49. a. and b. Begin with any two of the three lines and cross them. If, for example, you began with a/a ; B/B ; C/C × A/A ; b/b ; C/C, all the progeny would be A/a ; B/b ; C/C. Crossing two of them would yield

9	A/– ; B/– ; C/C
3	a/a ; B/– ; C/C
3	A/– ; b/b ; C/C
1	a/a ; b/b ; C/C

The a/a ; b/b ; C/C genotype has two of the genes in a homozygous recessive state and is found in 1/16 of the offspring. If that genotype were crossed with A/A ; B/B ; c/c, all the progeny would be A/a ; B/b ; C/c. Crossing two of them (or “selfing”) would lead to a 27:9:9:9:3:3:3:1 ratio, and 1/64 of the progeny would be the desired a/a ; b/b ; c/c.
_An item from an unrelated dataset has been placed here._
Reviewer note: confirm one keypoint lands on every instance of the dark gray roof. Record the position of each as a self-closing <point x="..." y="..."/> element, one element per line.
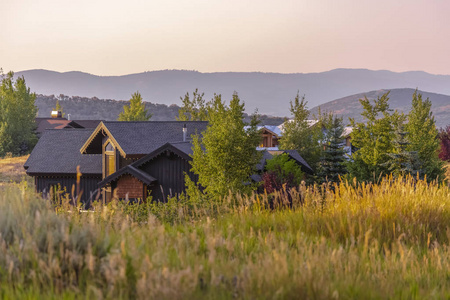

There are several different routes to obtaining a/a ; b/b ; c/c, but the one just outlined requires only four crosses.

56.

Let B = brachydactylous, b = normal, T = taster, and t = nontaster. The genotypes of the couple are B/b ; T/t for the male and b/b ; T/t for the female.
For all four children to be brachydactylous, p = (1/2)⁴ = 1/16.
For none of the four children to be brachydactylous, p = (1/2)⁴ = 1/16.
For all to be tasters, p = (3/4)⁴ = 81/256.
For all to be nontasters, p = (1/4)⁴ = 1/256.
For all to be brachydactylous tasters, p = (1/2 × 3/4)⁴ = 81/4096.
The probability of not being a brachydactylous taster is 1 − (the probability of being a brachydactylous taster), or 1 − (1/2 × 3/4) = 5/8. The probability that all four children are not brachydactylous tasters is (5/8)⁴ = 625/4096.
The probability that at least one is a brachydactylous taster is 1 − (the probability of none being a brachydactylous taster), or 1 − (5/8)⁴.